Thanks for reply Alexey
I can only get graph for 24hrs I try looking all over place and can’t make it more. It interesting I have outage of 4 mins at 00:21hrs - that is during backup window, and I think Veeam causing a hang on node as it sync disks - I changed setting now to only freeze VM being backed up, as Storagenode was lumped in with a load of other Dev VM’s that not being used. So it is false for me to say no outage, it looks like while Storagenode thinks it online all time, there was a a blip when it failed to respond. But overall, it says for 30 days my uptime is 99.249% I not understand why only north say around 90% - #EDIT, check today and it now up to 90.91% I not good enough at math to understand this.
Thanks me read them all points below, would love to hear other SNO views on this.
Things that I query,
A - From implementation section, “Ideally even the least audited nodes should be audited multiple times over the course of a window.” - the assumption is window is 12hrs, although this can be set in satellite config (we not know what that is).

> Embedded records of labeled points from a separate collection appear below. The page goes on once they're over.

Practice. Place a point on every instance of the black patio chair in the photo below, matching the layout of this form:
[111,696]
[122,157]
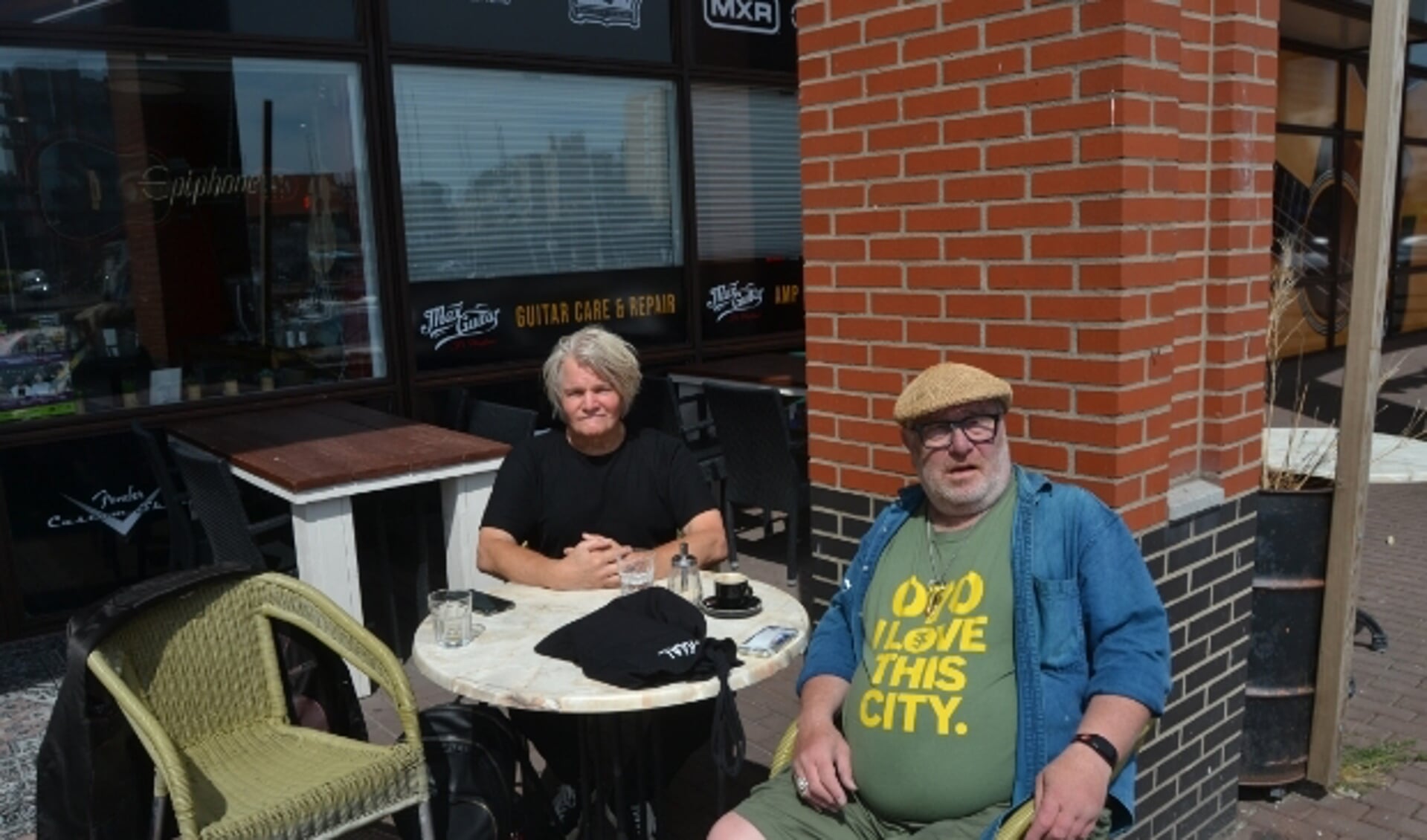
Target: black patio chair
[217,504]
[764,465]
[661,407]
[186,546]
[495,421]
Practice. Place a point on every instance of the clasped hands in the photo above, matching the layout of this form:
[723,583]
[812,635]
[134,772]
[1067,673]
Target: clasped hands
[1071,790]
[593,562]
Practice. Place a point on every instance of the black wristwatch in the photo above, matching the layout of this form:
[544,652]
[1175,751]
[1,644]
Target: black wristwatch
[1101,745]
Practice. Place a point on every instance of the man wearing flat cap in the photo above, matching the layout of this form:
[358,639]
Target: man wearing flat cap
[996,639]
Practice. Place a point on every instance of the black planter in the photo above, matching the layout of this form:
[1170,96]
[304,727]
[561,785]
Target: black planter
[1290,563]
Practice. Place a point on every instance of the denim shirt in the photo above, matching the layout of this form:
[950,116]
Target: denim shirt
[1088,621]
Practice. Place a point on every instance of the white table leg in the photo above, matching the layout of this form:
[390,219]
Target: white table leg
[327,560]
[463,504]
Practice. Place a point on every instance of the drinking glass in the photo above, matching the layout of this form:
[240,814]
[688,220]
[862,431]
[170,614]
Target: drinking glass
[451,616]
[635,572]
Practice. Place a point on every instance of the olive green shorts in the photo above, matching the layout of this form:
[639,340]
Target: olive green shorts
[775,809]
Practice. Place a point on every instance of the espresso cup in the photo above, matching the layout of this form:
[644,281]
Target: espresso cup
[731,589]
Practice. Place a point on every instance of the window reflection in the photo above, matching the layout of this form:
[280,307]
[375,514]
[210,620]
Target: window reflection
[175,230]
[509,175]
[1307,88]
[318,19]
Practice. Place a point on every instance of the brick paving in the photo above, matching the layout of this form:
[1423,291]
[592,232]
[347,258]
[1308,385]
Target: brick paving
[1391,686]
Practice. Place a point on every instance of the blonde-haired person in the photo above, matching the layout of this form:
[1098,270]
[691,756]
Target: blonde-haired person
[568,504]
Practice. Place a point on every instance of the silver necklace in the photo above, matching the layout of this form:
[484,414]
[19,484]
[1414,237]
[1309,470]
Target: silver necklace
[939,582]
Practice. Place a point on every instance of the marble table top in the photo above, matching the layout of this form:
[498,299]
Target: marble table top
[501,666]
[1313,451]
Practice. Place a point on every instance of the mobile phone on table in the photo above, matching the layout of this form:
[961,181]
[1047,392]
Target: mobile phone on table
[487,604]
[768,641]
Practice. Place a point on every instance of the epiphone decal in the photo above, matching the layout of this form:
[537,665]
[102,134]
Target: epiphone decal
[605,12]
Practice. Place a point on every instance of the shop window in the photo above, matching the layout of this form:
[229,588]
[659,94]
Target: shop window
[1307,90]
[310,19]
[596,29]
[535,203]
[750,209]
[1411,227]
[180,230]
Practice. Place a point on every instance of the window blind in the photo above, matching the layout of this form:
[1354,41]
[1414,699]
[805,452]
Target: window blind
[507,173]
[747,173]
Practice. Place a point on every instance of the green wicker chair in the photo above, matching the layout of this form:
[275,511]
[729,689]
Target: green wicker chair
[1014,827]
[197,678]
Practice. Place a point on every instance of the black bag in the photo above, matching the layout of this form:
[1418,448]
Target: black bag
[473,753]
[655,638]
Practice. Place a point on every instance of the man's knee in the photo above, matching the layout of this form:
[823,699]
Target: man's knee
[734,827]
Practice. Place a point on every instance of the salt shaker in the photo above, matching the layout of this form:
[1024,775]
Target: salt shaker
[684,577]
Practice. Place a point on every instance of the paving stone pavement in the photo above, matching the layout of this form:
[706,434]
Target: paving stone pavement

From stats I seeing on North satellite, on 9GB data I seeing 10 audits in 30 days, so assumption in implementation incorrect for small SNO’s.
B- Section 3 of implementation under network, “If we decide not to attempt retries, we should adjust the offline threshold accordingly to account for offline false positives and ensure that even the smallest nodes are still audited enough that any false positives should not pose a real threat.” I think I might be seeing this, where north shards very small in comparison to total shards on network, so I get audited very little, and due to small downtime of 4 mins, get much bigger swing in online.
This probably not big thing at moment, but when we have 20k sno’s and data ingress at 128kbps a node (made up), new SNO’s will take long time to vet and fill up and could get caught by issue of dropping online, due to low audit, and low shard count making it hard to join network before DQ.